I do have only one side of my many to many defined in my domain (houses keep track of animals, but animals don't care about houses), I wonder if I added that relationship if it would change that query. Because otherwise that would seem like a pretty basic mistake that would get caught early on.

Unless everyone just manages their own many to many anyway so never actually get this code. Or they all use trivial cases.

Often there will only ever be a trivial response and in those cases the fact that it is cartesian is irrelevant.
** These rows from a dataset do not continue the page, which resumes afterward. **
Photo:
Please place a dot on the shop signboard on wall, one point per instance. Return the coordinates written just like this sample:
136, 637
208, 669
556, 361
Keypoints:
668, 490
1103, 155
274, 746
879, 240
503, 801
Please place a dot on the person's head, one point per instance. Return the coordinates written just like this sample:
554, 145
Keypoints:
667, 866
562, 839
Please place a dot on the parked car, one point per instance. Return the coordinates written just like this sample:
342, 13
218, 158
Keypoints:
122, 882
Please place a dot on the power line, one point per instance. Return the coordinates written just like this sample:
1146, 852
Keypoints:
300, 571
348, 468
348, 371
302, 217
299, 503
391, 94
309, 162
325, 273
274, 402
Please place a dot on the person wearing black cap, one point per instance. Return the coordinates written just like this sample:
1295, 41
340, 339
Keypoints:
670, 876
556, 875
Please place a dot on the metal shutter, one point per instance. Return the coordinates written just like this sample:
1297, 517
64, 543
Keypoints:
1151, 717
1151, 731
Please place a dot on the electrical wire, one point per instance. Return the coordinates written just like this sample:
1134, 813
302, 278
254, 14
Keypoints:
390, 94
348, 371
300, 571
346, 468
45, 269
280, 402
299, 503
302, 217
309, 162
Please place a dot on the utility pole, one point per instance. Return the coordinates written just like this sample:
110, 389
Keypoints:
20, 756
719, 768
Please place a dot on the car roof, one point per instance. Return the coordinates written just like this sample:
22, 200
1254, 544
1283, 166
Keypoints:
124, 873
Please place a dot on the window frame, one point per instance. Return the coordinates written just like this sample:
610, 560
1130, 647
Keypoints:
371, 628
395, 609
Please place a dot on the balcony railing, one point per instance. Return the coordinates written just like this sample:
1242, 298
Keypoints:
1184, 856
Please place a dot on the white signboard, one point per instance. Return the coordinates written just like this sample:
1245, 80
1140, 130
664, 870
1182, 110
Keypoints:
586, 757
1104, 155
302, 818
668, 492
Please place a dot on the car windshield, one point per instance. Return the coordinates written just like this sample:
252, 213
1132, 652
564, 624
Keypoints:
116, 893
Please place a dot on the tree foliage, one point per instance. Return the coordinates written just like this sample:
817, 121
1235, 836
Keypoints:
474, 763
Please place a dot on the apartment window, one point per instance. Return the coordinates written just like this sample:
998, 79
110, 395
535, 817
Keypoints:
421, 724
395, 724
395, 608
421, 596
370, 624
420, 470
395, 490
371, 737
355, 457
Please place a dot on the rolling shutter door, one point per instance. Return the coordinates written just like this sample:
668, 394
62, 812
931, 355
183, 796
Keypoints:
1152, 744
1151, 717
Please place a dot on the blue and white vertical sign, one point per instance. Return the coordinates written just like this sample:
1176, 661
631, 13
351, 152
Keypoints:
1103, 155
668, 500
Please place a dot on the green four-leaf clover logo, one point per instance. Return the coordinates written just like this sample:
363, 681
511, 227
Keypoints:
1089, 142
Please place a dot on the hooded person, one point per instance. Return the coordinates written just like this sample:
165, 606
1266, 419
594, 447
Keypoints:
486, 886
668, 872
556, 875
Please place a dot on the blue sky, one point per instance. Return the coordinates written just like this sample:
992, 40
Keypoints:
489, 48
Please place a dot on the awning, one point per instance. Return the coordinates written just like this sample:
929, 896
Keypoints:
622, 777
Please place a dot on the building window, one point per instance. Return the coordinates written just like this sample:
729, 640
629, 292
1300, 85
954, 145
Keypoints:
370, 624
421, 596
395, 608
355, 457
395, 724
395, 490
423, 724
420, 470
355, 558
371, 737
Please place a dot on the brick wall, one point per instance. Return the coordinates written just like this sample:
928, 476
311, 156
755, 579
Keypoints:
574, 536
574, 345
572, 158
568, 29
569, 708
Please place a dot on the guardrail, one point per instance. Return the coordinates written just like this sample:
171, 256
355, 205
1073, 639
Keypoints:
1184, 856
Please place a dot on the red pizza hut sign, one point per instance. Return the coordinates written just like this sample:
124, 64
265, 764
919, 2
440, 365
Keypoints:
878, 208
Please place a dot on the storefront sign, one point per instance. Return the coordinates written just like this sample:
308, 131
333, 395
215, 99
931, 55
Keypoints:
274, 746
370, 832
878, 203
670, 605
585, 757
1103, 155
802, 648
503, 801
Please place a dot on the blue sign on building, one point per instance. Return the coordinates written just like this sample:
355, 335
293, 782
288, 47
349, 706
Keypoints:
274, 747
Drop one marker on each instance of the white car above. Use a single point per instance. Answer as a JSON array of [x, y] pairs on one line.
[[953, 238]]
Zx1 = Z.

But prettymuch anything that takes forever is some sort of non-optimized operation, either your correlation is creating an issue (which still might be the case here) or you are triggering a cartesian.

If you have any sore of analyzer you could see. I work with Oracle and explain plans can be a godsend to diagnose these things (even nicer since Oracle release SQL Developer a few years ago with an "explain plan" button)
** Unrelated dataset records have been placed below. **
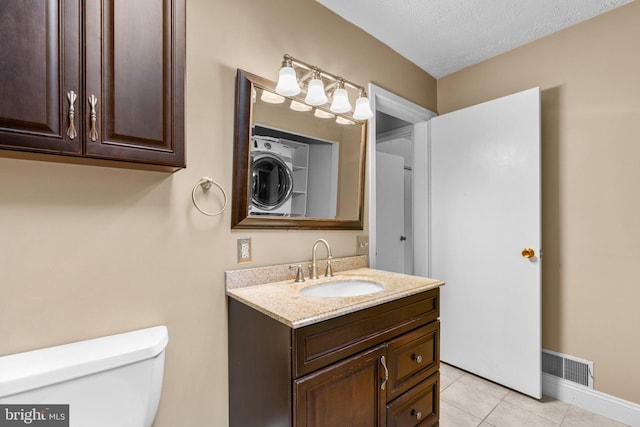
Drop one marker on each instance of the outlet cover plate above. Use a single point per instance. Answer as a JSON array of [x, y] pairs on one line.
[[244, 250]]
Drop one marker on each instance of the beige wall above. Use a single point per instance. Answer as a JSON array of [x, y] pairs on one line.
[[88, 251], [589, 78]]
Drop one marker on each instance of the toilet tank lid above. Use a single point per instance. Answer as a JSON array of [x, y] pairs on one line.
[[26, 371]]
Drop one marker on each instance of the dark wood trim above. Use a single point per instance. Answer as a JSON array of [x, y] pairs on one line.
[[259, 369], [241, 170], [321, 344]]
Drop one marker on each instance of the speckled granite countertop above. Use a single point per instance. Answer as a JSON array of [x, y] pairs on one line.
[[282, 300]]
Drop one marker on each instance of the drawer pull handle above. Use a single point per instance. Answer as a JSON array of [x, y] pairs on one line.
[[71, 132], [386, 373], [93, 133]]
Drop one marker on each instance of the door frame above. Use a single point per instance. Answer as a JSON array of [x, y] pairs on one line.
[[394, 105]]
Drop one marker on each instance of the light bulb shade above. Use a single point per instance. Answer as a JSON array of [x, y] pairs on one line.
[[342, 121], [287, 82], [315, 94], [363, 109], [299, 106], [340, 102]]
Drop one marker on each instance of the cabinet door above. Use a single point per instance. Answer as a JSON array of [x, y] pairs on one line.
[[135, 69], [40, 64], [347, 393]]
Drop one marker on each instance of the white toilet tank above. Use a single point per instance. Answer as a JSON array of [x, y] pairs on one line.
[[113, 381]]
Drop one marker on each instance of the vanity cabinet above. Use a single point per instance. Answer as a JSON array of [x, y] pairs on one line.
[[378, 366], [94, 79]]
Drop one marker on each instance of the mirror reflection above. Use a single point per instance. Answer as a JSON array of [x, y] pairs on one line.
[[296, 166]]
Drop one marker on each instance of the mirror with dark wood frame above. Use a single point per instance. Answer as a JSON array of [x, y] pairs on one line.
[[295, 166]]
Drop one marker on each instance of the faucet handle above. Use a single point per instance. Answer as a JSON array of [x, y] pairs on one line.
[[329, 271], [299, 273]]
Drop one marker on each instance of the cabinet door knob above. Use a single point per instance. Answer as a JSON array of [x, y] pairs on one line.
[[93, 133], [386, 373], [71, 132]]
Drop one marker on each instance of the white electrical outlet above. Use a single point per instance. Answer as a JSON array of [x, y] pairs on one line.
[[244, 249]]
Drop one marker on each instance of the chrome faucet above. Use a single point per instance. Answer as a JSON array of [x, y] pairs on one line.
[[314, 266]]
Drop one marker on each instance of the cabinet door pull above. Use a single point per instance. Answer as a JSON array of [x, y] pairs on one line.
[[93, 133], [71, 132], [386, 373]]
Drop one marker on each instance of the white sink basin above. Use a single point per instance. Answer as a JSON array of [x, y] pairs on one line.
[[343, 288]]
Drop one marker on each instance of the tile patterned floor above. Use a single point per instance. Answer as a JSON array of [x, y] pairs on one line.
[[469, 401]]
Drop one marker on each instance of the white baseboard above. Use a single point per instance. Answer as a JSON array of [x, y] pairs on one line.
[[594, 401]]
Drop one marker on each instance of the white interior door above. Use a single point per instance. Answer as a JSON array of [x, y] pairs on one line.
[[390, 212], [485, 209]]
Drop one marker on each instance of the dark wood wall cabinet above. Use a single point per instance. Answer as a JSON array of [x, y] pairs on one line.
[[94, 79], [375, 367]]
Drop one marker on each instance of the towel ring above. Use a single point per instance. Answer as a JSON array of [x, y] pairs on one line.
[[206, 183]]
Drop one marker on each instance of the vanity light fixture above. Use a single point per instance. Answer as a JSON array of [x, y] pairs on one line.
[[340, 102], [287, 79], [299, 106], [289, 84], [315, 93], [363, 109], [271, 98], [342, 121], [323, 114]]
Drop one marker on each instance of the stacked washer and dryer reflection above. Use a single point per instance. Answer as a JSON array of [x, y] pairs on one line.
[[271, 177]]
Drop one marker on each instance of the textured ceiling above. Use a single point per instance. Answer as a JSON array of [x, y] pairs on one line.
[[444, 36]]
Edit: I'm still having a bit of trouble seeing the relationships in your query.Too bad there is no ER diagram.

psyang · 03-18-2011, 11:31 AM

Quote:

Originally Posted by Bobblehead

Something looks strange there - how many tables do you have?

I see cat, animal, house and animal_house. You are only using animal_house in the inner query to determine the cat_id, but when you move out one level you don't have any relation between house and cat or animal. Animal and cat are an inner join, but with no relation to house you are triggering a cartesian join. When you maually propagate the house_id inside the inner query it is probably still a cartesian, but since you have limited the result set it is really fast, and the optimizer isn't intelligent enough to propagate the value first.

I don't use postgres, but based on your description that is what it looks like to me.

Yeah, you are right. But I'd be surprised if the cartesian join was causing the performance hit since there is a direct filter on house.id restricting house to a single row. If the same query format were used to find # of cats in, say, 10 houses, then you will get slower performance (though not noticeably), but also invalid results. Bottom line - it's a very poor query structure and even the fact that it is auto-generated isn't much of an excuse. I'd expect even an auto-generated query could come up with something more like:

Code:

select count(cat) from cat, animal, house_animal, house where
  cat.id = animal.id and
  animal.id = house_animal.animal_id and
  house_animal.house_id = house.id and
  house.id = 10690

photon · 03-18-2011, 11:34 AM

Sorry yeah I had to edit the query away from my real domain, NDA and all that.

Yeah I've been using explain and learning what PostgreSQL means with it (I'm used to MySQL), and I know much better now what their version of explain says since I asked this question so I'll have to go back and see what it says.

A cat is an animal, a house has one or more animals (and therefore one or more cats), an animal (and cat) has one or more houses. house_animal stores the relationship between them.

photon · 03-18-2011, 11:40 AM

Quote:

Originally Posted by psyang

Bottom line - it's a very poor query structure and even the fact that it is auto-generated isn't much of an excuse. I'd expect even an auto-generated query could come up with something more like:

Code:

select count(cat) from cat, animal, house_animal, house where
  cat.id = animal.id and
  animal.id = house_animal.animal_id and
  house_animal.house_id = house.id and
  house.id = 10690

That's probably because of the actual HQL query I have to use.

I'm using Hibernate, and because I'm only caring about the house-animal relationship from the house side of things, I had to generate a query in Hiberate like:

"SELECT count(c) from Cat c, House h WHERE c member of h.cats and h.id = :tid"

using HQL, Hibernate's query language, which refers to things at an object level, I don't have access to the house_animal table at the HQL level (unless I create my own relationship object HouseAnimal, which is what I will do).